You might have noticed that I am very attached to my 5 year old daughter, who has lately taken to calling me ‘mummy’, and to using words like ‘brilliant’ and ‘loo’ . I never thought I wanted kids, but then she came along and rocked my world 5.5 years ago, causing me to feel love like I had never felt before. The kind that takes your breath away. I could go on and on with the cliches about motherhood, but I won’t. She has been my inspiration, my guru, my pure true love. On a daily basis, she helps me see the extraordinary in the ordinary.

That said, I don’t have any guilt that I am very much enjoying my days to myself, while she is in school. Not just half a day like before, but aaallllll day. When we were preparing to move to London, every school we inquired at told us there was no space available, particularly just for 6 months. I prepared myself to use London as the classroom and home-school her. During the month of December, when we were together 24/7 searching for a flat, moving, and when I was sick, I realized that maybe being together all the time wasn’t so good for us. Remember back in high school/college, when you passionately pined away for your boyfriend? School, and perhaps your parents, didn’t allow for you to be together all the time. Hence the pining. I’ve decided there is definitely something to that old saying, absence makes the heart grow fonder.

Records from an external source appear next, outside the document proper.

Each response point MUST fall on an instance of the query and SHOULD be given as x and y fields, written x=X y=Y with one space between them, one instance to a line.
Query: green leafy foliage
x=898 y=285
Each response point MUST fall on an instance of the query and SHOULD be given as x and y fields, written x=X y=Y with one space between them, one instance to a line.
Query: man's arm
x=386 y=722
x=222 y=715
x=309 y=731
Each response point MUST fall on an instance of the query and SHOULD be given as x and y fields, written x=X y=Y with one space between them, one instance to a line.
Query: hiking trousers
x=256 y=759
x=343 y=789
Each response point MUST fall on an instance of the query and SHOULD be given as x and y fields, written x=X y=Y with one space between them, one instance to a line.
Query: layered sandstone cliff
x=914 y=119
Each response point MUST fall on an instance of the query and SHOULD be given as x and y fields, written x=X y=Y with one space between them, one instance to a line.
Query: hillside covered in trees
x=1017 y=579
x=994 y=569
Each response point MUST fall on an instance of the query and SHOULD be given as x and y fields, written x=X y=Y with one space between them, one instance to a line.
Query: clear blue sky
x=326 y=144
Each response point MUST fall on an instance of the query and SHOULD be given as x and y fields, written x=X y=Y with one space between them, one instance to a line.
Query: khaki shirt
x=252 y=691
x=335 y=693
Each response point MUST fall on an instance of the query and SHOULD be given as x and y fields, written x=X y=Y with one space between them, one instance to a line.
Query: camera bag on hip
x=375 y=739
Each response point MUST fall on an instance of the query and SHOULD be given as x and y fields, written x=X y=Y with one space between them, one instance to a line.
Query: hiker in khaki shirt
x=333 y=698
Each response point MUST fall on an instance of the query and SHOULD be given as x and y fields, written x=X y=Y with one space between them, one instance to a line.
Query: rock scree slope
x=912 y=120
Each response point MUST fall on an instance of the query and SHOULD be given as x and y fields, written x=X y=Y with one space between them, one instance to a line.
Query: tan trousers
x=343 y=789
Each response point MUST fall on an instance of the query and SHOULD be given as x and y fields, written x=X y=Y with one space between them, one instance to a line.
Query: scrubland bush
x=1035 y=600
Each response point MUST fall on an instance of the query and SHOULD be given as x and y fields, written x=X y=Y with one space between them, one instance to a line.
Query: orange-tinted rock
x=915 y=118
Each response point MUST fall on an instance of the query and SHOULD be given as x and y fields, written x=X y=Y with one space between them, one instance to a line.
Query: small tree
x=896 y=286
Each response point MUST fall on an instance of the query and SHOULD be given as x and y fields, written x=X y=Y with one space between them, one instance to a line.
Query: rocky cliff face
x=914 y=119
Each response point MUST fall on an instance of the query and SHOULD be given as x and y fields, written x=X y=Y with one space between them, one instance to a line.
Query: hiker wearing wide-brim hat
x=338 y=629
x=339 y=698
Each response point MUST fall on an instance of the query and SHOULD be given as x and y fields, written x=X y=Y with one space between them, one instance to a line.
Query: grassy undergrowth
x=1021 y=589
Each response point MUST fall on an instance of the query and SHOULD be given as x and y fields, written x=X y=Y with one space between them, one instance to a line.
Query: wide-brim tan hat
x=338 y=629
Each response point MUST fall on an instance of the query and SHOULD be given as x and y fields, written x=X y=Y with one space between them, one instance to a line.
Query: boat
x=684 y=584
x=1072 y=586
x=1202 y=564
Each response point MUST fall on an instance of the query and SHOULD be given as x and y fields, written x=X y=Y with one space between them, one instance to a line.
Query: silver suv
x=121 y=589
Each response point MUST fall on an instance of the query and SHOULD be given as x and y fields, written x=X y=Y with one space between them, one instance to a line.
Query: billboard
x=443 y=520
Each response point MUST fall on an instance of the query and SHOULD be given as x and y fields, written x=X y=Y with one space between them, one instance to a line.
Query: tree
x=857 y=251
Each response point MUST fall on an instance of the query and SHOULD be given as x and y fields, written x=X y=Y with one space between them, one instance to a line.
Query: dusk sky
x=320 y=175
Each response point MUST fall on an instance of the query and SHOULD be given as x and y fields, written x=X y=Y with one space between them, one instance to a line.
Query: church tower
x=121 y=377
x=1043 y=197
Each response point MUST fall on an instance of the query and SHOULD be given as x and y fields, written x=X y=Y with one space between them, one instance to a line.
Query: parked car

I’m not going to say that I don’t miss her, or that I’ve been able to let go of the neurotic worries that pop into my head out of nowhere when she is in someone else’s care (i.e., what if she chokes on her banana I sent for snack?). But while she is at school, she thrives. Let me say that again: she THRIVES. It is better than we ever anticipated; she is happy as a clam every morning when I drop her off, and can’t wait to tell me all about her day when I pick her up. While she is at school, I thrive. I go to yoga class, I write and work, I plan our London adventures. I have time and space and quiet, without the constant distraction of wondering: what is she doing/is it good for her/is it causing any damage. When we spend the evenings and weekends together, the fact that we are thriving in ways unique to our age groups enhances the way we relate. It’s like we learn our dance moves all day and then come together for a perfect waltz, without stepping on each other’s toes. It’s absolutely, positively lovely.
Cheers to the journey of motherhood: the mundane and marvelous places it takes you, and everywhere in between.